Figure 4A case study of novel, breast-specific peak 13741. (a) Browser shot showing expression for a breast cancer sample in the region downstream of ANKRD30A on chromosome 10. The first two tracks show the known genes and RNAs in this locus. The third track shows the peaks identified in this study, including three highly expressed peaks: novel 13741, lncRNA 13742 and novel 13743. The fourth track shows the raw 3SEQ reads (transcript abundance levels) on the forward strand (blue) and reverse strand (red).
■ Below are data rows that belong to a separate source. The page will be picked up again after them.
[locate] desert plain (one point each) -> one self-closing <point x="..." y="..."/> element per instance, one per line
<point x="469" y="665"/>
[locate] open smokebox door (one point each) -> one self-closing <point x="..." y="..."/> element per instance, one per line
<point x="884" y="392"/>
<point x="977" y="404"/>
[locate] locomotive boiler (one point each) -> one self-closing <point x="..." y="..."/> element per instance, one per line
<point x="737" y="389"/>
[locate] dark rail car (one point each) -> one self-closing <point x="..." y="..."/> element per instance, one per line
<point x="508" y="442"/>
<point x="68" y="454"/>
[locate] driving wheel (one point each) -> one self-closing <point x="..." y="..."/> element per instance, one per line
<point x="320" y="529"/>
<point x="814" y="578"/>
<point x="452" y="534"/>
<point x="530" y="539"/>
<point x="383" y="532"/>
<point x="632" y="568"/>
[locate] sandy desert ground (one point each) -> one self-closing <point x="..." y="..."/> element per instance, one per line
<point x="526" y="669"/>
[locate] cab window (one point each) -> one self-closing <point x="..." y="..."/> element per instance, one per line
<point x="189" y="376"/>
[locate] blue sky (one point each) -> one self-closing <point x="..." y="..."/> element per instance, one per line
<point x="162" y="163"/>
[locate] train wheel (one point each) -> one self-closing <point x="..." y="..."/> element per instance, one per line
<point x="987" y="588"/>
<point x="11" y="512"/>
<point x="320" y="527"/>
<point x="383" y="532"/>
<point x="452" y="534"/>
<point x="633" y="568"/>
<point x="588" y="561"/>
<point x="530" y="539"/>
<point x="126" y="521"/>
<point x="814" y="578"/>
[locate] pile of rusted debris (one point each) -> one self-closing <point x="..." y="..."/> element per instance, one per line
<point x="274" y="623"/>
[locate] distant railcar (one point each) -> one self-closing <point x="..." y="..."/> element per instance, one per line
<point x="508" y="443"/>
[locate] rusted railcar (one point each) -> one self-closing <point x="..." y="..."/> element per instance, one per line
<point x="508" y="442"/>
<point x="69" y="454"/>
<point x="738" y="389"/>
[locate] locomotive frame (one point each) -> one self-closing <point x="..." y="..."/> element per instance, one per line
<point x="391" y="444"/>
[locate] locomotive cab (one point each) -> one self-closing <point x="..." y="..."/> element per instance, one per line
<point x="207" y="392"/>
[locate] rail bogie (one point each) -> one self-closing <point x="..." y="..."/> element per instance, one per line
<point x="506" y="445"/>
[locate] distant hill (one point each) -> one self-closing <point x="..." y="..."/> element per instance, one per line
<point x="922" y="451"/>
The final tracks show the longest transcripts that overlap peak 13742, a Scripture-assembled transcript produced using normal breast RNAseq reads from the Illumina BodyMap data set and GENCODE lncRNA ENSG00000235687. (b) Zoom-in browser shot of peak 13741 on chromosome 10 shows the location of the RNA in situ hybridization probe (top track) as well as the raw sequence reads for one breast cancer sample (bottom track). This peak illustrates the shape of a typical 3SEQ peak from a high-expressing transcript. (c) ER staining on an ER+ breast cancer (top left) and an ER-breast cancer (top right). RNA in situ hybridization for peak 13741 performed on the same ER+ breast cancer specimen (bottom left) and same ER- breast cancer (bottom right). Specimens were matched but ER and 13741 stains used different tissue slices. All images are at 400× magnification. 3SEQ, 3'-end sequencing for expression quantification; chr10, chromosome 10; ER, estrogen receptor; lncRNA, long non-coding RNA.
Novel, breast-specific peak 13741 is associated with estrogen-receptor-positive and progesterone-receptor-positive cells and Grade 1 breast cancer
| ER+ | ER- | PR+ | PR- | Grade 1 | Grade 3 | |
|---|---|---|---|---|---|---|
| ( | ( | ( | ( | ( | ( | |
| 13741+ | 122 | 5 | 112 | 15 | 37 | 12 |
| 13741- | 24 | 28 | 17 | 35 | 5 | 29 |
RNA in situ hybridization results for analyses correlating the expression of peak 13741. Numbers of samples are reported. Each test was significant by the Kruskal-Wallis rank sum test. +, staining in >30% of cells; -, staining in <10% of cells; ER, estrogen receptor; PR, progesterone receptor.